The old gal must have noticed the motion of the mourners. It got to her.
“You mean, give rise to the Curse of Baker Plantation or something like that?”
“Exactly like that,” she said.
“I don’t think so. People are easily distracted by things like unemployment, inflation, terrorism, war, their kids.”
“I’m glad to hear you say that,” she said. “I do so fret about my station in the community. The Bakers have a reputation, you know. I should be horrified if I failed to uphold it.”
“Before you go,” I said, “I was thinking of asking Gary Gold to write a family history for the back of our menu. Is he a good person for that?”
“Gary is a very inventive fellow,” she said. “He is a mystery novelist, you know.”
“I know.”
She had said that almost reverently, as though he had seen the face of God and drew her a picture.
“I own
all
his original manuscripts,” she added. “Two copies of each, in fact. He printed them out for me. It’s very thrilling. That was what got me interested in the idea of possessing other memorabilia.”
“Poe, Hammett, Gary—I can see how it all fits.”
“As for non-fiction, I do not frankly know if facts could contain his imagination.”
“Do you think he would meet with me to discuss it?”
“Oh, I doubt that, at least initially,” she said.
“Why is that?”
“He is a very private man.”
“Really? Because Thom, my manager, said she saw him with you at the deli a while back—”

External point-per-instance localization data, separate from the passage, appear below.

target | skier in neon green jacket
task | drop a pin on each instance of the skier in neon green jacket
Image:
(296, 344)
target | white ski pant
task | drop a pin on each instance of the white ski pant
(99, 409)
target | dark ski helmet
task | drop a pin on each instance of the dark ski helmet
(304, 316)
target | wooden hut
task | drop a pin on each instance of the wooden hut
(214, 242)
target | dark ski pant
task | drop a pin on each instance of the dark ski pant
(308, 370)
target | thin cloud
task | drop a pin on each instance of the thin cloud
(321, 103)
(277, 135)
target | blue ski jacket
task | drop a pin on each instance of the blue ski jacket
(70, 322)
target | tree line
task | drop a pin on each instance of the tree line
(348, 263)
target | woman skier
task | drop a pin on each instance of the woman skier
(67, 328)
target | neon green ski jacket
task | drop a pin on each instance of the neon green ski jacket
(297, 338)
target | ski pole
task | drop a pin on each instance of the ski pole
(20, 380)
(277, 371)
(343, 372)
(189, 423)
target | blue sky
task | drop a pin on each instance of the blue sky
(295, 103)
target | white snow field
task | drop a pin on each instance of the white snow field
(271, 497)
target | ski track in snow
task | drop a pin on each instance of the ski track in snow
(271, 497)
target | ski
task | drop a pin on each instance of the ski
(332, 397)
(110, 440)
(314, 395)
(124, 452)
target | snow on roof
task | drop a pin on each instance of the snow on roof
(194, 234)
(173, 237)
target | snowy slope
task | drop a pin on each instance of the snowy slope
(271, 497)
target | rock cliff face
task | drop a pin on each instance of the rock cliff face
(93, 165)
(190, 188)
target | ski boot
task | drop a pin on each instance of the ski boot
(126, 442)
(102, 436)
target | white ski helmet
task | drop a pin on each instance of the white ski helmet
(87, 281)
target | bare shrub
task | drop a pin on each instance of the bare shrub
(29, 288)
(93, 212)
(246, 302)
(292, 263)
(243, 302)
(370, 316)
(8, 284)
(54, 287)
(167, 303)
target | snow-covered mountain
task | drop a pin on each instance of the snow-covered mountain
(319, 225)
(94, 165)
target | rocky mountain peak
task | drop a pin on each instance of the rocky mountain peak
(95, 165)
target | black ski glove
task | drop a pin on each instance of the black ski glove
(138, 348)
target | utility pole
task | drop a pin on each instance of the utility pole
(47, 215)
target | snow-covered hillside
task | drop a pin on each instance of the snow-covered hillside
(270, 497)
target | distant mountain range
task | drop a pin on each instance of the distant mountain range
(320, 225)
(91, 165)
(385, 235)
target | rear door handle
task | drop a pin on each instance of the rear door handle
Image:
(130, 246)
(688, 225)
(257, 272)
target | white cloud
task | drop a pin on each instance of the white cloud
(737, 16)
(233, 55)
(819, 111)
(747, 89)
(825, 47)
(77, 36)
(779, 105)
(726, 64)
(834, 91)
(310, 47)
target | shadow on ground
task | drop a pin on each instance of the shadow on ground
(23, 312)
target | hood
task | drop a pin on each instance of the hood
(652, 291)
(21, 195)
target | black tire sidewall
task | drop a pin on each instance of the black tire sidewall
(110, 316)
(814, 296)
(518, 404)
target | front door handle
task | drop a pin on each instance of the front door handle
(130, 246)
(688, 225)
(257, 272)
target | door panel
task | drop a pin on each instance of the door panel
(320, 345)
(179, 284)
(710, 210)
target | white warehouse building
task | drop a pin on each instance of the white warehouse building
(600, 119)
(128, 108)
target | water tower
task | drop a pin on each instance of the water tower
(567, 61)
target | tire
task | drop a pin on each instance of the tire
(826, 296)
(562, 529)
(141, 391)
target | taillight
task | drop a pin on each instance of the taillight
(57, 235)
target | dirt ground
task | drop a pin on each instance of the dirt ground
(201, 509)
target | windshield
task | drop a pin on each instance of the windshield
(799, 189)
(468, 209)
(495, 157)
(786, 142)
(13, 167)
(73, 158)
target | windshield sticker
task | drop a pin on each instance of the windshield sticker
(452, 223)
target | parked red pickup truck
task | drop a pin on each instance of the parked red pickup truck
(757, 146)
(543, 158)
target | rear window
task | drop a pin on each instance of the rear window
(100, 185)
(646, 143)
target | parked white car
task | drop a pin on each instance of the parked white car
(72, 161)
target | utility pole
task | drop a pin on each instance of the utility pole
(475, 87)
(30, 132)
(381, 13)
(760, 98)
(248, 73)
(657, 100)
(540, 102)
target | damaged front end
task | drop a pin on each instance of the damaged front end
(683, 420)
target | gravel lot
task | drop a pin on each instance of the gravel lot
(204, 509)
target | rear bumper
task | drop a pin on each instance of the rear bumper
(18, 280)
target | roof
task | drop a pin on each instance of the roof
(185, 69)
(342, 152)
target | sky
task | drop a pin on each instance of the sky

“I coaxed him to come out, but he wore a mask.”
“What, like the Lone Ranger?”

Exactly
like the Lone Ranger! How splendid you said that—I knew he reminded me of someone. Without the hat or silver bullets, of course.”
“Or the faithful Indian companion,” I guessed.
“He has trust issues, I believe. It took me a long, long while to get him to come and see me.”
“How did he get there. On Silver?”
I had to explain my comment. She smiled.
“No, he borrowed one of my cars. He doesn’t own one, you see. Mystery writers, unless they are extremely fortunate, are not extremely wealthy.”
That would explain why the police didn’t notice an extra one in the drive.
“What did you do, pick him up earlier?” I asked.